====== TODO ======
We've still got plenty of work to do before we can move the new system(s) into production.
===== TODO on Bud on 2007-06-13 =====
TLS/SASL additions to Postfix (DONE by CMB, except for SSL certificates)
Have not yet implemented since rebuilding Bud.
Documentation on wiki page is not clear; needs work.
Try to be consistent with existing docs, and use postconf -e.
We have previous history and 'script' files to work with too.
Copy over from Dark any static IPs that are allowed to send email through us.
MailMan (2-3 hr)
Install, configure, and test.
Ensure archives can be viewed via the web.
Should have a password, like existing site.
We can leave the previous archives on Dark temporarily.
Remove rewrite rules from .htaccess file when we move those to Bud too.
Ensure we have a plan to maintain the lists.
Copy list memberships from Dark/Michelob.
Backups (2-3 hr)
Ensure everything we need to back up gets backed up.
Create SSH restrictions to copy backups from one server to the other.
Give 'backup' user write access to /var/backups/bud/ and budlight/.
In ~backup/.ssh/authorized_keys:
from="bud,bud.sluug.org,static-206.196.99.162.primary.net",command="cat > /var/backups/bud/bud-`date +'%Y%m%d'`.tar.gz",no-pty,no-port-forwarding,no-x11-forwarding ssh-dsa ......
Rotate backups, so we don't keep too many around.
Would be nice to keep:
1 backup per day for 1 week (or 2 weeks)
1 backup per week for a year (or 1-6 months)

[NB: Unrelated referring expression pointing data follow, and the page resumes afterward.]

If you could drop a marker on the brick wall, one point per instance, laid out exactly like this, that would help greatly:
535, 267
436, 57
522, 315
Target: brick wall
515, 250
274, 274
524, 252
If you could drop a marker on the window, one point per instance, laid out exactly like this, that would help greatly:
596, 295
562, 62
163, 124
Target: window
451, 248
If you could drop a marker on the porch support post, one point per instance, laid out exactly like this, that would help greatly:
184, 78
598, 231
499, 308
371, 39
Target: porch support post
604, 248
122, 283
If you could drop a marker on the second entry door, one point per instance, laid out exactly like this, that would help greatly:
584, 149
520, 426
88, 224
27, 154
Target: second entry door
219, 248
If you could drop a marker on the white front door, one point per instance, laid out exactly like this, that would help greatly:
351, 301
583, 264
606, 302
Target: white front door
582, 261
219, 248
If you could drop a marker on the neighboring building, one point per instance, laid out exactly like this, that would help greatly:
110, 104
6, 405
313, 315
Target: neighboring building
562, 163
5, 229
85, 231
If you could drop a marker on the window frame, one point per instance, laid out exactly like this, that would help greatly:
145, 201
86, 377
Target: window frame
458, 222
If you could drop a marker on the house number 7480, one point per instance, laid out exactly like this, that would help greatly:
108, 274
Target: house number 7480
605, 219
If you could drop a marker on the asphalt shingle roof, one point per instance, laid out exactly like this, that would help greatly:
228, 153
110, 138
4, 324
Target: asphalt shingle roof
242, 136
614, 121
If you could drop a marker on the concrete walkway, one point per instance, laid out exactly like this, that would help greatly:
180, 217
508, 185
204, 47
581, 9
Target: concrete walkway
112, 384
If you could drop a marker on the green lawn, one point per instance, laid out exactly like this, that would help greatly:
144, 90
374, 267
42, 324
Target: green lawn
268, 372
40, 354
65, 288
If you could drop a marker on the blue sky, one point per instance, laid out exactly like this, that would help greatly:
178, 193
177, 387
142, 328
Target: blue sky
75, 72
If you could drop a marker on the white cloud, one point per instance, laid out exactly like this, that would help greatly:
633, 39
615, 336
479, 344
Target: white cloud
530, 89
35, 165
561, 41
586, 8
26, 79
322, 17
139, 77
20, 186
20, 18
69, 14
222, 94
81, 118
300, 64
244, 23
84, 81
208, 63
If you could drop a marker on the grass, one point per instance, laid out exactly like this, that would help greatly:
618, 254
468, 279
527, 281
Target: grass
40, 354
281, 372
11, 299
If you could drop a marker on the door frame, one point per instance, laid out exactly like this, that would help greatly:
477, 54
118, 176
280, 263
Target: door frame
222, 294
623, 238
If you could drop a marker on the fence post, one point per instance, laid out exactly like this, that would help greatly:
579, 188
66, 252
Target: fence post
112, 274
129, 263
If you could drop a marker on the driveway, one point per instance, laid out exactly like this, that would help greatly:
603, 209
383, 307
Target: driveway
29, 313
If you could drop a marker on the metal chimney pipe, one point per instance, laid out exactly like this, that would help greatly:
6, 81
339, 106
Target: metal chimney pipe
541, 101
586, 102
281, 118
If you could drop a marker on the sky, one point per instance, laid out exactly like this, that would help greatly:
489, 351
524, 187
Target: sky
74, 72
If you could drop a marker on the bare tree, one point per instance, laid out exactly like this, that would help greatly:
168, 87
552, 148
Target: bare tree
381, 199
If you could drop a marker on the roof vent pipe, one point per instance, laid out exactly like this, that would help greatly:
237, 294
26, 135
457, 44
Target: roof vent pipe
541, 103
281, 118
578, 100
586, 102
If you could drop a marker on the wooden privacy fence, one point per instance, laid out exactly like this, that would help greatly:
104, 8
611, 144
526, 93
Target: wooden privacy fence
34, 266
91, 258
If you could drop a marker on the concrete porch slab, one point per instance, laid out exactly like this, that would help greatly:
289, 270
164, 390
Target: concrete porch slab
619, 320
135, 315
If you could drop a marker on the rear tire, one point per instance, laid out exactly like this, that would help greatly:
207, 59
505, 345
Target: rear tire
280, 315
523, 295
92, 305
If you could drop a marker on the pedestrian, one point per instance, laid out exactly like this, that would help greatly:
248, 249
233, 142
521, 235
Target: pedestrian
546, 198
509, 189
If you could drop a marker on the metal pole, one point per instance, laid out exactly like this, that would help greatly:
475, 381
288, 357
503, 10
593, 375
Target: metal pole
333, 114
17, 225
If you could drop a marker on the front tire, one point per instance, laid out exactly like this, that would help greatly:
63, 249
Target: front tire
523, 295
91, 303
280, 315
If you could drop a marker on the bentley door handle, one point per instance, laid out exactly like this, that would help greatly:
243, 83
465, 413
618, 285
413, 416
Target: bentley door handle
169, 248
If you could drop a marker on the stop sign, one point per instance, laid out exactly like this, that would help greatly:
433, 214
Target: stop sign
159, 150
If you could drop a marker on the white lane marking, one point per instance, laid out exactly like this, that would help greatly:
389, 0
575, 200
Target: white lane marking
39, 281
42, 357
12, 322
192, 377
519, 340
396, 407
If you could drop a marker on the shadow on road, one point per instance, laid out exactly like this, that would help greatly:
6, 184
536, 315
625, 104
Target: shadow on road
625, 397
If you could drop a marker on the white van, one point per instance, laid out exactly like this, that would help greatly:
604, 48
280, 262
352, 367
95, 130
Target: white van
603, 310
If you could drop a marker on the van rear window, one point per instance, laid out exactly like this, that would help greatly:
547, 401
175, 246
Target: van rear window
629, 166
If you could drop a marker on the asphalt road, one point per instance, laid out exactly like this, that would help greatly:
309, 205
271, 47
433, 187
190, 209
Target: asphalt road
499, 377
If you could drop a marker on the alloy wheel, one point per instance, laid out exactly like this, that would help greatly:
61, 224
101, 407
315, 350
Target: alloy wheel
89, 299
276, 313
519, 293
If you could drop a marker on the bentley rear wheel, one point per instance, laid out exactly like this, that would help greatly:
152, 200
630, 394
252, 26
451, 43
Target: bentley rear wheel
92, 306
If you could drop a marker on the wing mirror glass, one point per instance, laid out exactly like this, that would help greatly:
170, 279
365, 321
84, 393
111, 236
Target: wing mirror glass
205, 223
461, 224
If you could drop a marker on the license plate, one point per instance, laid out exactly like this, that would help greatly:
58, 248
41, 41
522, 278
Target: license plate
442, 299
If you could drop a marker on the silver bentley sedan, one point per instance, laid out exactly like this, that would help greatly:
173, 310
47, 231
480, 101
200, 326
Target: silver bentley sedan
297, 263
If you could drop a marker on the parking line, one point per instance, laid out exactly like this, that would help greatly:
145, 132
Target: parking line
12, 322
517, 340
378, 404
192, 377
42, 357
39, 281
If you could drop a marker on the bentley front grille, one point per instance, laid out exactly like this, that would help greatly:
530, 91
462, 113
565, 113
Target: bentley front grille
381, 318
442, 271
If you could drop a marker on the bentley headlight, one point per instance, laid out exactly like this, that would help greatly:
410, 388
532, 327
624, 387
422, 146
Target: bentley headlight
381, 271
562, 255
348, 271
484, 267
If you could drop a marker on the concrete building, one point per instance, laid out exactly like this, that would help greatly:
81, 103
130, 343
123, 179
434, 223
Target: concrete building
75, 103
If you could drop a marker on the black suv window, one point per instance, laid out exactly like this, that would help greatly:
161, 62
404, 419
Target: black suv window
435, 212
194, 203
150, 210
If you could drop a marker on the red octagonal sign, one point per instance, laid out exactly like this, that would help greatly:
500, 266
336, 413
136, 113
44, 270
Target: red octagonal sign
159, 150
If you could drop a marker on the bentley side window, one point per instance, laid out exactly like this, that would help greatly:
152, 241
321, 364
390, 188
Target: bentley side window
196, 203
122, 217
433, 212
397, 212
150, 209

1 backup per month forever
Need to be able to back up MySQL data properly.
I don't think copying the directories works correctly.
Move MX record to Bud (READY to flip switch [MX record in DNS] for Plan A - CMB)

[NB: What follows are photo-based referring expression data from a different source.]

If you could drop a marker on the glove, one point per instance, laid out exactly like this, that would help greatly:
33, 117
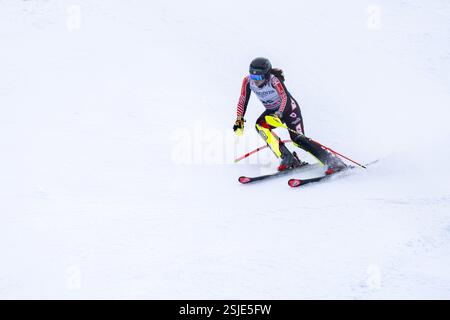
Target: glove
278, 114
239, 126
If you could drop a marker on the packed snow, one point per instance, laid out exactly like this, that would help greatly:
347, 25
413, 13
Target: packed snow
116, 141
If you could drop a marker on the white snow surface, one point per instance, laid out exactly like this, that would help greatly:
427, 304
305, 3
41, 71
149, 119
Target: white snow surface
117, 173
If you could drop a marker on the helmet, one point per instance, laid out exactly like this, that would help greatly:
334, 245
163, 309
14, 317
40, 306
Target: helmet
261, 67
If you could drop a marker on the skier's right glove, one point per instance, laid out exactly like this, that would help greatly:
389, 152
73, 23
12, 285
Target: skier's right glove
239, 126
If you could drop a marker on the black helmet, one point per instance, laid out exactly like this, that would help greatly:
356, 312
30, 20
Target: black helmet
260, 66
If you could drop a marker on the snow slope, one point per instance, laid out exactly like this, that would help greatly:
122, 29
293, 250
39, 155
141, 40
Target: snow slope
116, 171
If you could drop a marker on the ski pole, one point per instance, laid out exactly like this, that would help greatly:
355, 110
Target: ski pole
276, 122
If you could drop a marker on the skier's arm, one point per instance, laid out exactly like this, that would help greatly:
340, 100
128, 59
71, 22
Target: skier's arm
244, 98
282, 91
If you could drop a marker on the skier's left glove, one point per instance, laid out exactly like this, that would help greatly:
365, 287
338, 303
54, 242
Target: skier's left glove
279, 114
239, 126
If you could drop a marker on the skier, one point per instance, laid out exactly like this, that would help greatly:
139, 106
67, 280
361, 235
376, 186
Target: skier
268, 85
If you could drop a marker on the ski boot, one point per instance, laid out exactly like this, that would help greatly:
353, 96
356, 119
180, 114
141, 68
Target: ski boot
288, 160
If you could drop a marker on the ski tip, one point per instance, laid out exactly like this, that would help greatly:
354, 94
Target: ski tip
294, 183
244, 180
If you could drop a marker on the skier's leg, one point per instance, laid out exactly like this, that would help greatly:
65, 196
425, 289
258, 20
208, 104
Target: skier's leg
274, 142
294, 121
265, 131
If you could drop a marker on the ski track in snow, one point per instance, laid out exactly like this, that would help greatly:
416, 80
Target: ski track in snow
96, 203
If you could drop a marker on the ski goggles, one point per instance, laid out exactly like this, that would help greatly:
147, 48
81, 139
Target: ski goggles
257, 77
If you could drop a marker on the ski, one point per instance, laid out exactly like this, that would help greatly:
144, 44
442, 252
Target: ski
246, 180
295, 183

Plan A: have email bounce from Bud to Dark
We could do this on a per-user basis.
Plan B: do not move MX record, until users change their settings on Dark/Michelob.
Problem is that we'd tell them how via email, which they might not get.
Some of our users read email very infrequently.
System Monitoring and Admin (2-4 hr)
Monitor Apache logs for missing pages.
Scripts for user creation.
Primarily for Budlight.
Probably want to maintain UIDs.
But ensure that regular user UIDs are > 1000, per Debian requirements.
Manually copy user directories from Michelob/Dark?
Metrics on emails (spam).
Metrics on web.
What else do we need?
SSL Certificates (1-2 hr) (DONE - LVL created openssl-gencrt)
Need to be consistent in parameters we pass in to create various certificates.
Would be nice to not have to type the parameters in every time.
Move all SSL cert creation to one place in the docs.
http://wiki.sluug.org/build/security
Currently some stuff in build/misc, build/apache, and build/postfix.
===== Things that can wait until later =====
Rebuilding Budlight
Build based on Bud build documentation on Wiki.
Requires an on-site visit to install the OS.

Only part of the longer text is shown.